Baumann also said he was worried about interagency cooperation. After the attacks, Congress passed legislation urging the three dozen police departments in Maryland, D.C. and Northern Virginia to work together. To date, the D.C. police department has signed working agreements with only a handful of agencies.

One of the biggest inadequacies in the Washington metropolitan area is a lack of communication among hospitals in Virginia, Maryland and the District of Columbia, said National Capital Region Emergency Preparedness Council Chairman Gerry Connolly on Wednesday.

Vital data from a hospital in Fairfax County can’t be shared with doctors in Montgomery County, he said.

That could cost lives in the event of a pandemic flu like the one that killed tens of millions in 1918, or a biological attack, which could take up to a week before doctors can realize what is happening, Connolly said.

“We can’t settle for that,” he said. “We need to sit down with the health care community in the region and bang on some heads.”

Since 9/11, more than $455 million in federal security grants have flowed to the region. But there is growing concern that the country’s expensive new security apparatus is only ready for the last attack, not the next one.

“We probably need to have a more significant national debate about preparedness,” said P.J. Crowley, a former Clinton administration aide and a national security fellow at the Center for American Progress, a liberal think tank. “It’ll be important to put terrorism back in perspective. It’s only one of a number of things that we confront.”

Crowley said he was not sure the billions that have been dumped into state and local governments can be sustained. He pointed to New York City, which has been forced to cut its police force by 5,000 in recent years.

James Jay Carafano, a security expert for the conservative Heritage Foundation, said the United States was “obviously” safer today than it was seven years ago — but not because of anything the security bureaucracy has done.

“It’s not because of the billions we’ve poured into Homeland Security grants. All of the things we were doing before 9/11, we’re just doing better. It’s counterterrorism,” he said.

Rep. Zoe Lofgren, D-Calif., voted against creating a Homeland Security Department.

“The vote looks better and better all the time,” she said. “Their priorities are ill-defined. Clear threats are ignored, the administration has been lacking, and the result has been an expensive bureaucratic mess.”

Lofgren pointed to a law passed by Congress several years ago requiring all seaport employees to carry biometric identification cards, like the kinds currently used by airport workers. After years of delays, Homeland Security officials announced that they had finally created a card and were ready to produce them.

“But, oops, they don’t have any readers for the cards,” Lofgren said. “It’s stunning.”

The Heritage Foundation’s Carafano said critiques like Lofgren’s are mostly politics.

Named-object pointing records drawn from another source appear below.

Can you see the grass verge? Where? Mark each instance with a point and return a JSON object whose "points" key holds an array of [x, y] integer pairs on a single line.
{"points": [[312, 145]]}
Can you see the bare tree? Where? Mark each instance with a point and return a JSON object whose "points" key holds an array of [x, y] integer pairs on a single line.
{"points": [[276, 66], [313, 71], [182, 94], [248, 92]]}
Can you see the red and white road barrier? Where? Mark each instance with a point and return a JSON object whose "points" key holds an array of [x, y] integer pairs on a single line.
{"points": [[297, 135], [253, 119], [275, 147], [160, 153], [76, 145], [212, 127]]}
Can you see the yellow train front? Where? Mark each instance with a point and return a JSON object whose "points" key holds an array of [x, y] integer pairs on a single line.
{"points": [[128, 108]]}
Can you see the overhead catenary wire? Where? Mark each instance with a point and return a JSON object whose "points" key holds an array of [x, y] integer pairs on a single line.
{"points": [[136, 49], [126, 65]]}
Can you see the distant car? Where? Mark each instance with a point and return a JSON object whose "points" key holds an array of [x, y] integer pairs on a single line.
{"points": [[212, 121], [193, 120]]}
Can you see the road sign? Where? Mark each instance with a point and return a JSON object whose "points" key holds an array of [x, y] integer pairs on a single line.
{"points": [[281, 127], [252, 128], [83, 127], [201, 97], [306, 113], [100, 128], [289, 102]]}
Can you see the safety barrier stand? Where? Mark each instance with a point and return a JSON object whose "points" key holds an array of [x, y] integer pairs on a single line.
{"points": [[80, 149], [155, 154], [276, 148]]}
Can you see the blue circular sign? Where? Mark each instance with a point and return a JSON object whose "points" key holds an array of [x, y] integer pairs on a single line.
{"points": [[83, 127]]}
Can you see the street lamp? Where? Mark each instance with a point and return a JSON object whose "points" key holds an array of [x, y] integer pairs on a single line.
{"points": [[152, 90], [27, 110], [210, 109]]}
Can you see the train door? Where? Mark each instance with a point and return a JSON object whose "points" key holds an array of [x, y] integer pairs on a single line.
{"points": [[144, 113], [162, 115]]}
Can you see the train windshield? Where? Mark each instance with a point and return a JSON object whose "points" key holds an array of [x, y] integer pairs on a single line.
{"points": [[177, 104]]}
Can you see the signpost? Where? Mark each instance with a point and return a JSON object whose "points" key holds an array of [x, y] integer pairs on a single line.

“Next year when there’s a Democratic Congress and probably a Democratic president, all of the complaints about Homeland Security will go away. Because then it’ll be their department,” he said. “And Homeland Security will be just another piggy bank they can raid.”

Despite glitches, bureaucratic battles and the temptation of politicians to turn security into a campaign issue, there has been steady improvement in the local security infrastructure, experts said.

For example, Jack Brown, acting director of emergency management for Arlington County, said seven years ago the county had a tiny budget and one person dedicated to emergency management. Now, the county has a staff of 15 people dedicated to security and a $7.2 million budget.

Has the result been a safer region?

“I like to say yes,” Brown said. “I say that because it’s hard to quantify how safe we are. We’ve taken a lot of steps to make our community safer. Do you have more work to do? Yes. We are always working to get ready for the next big one, whatever that is.”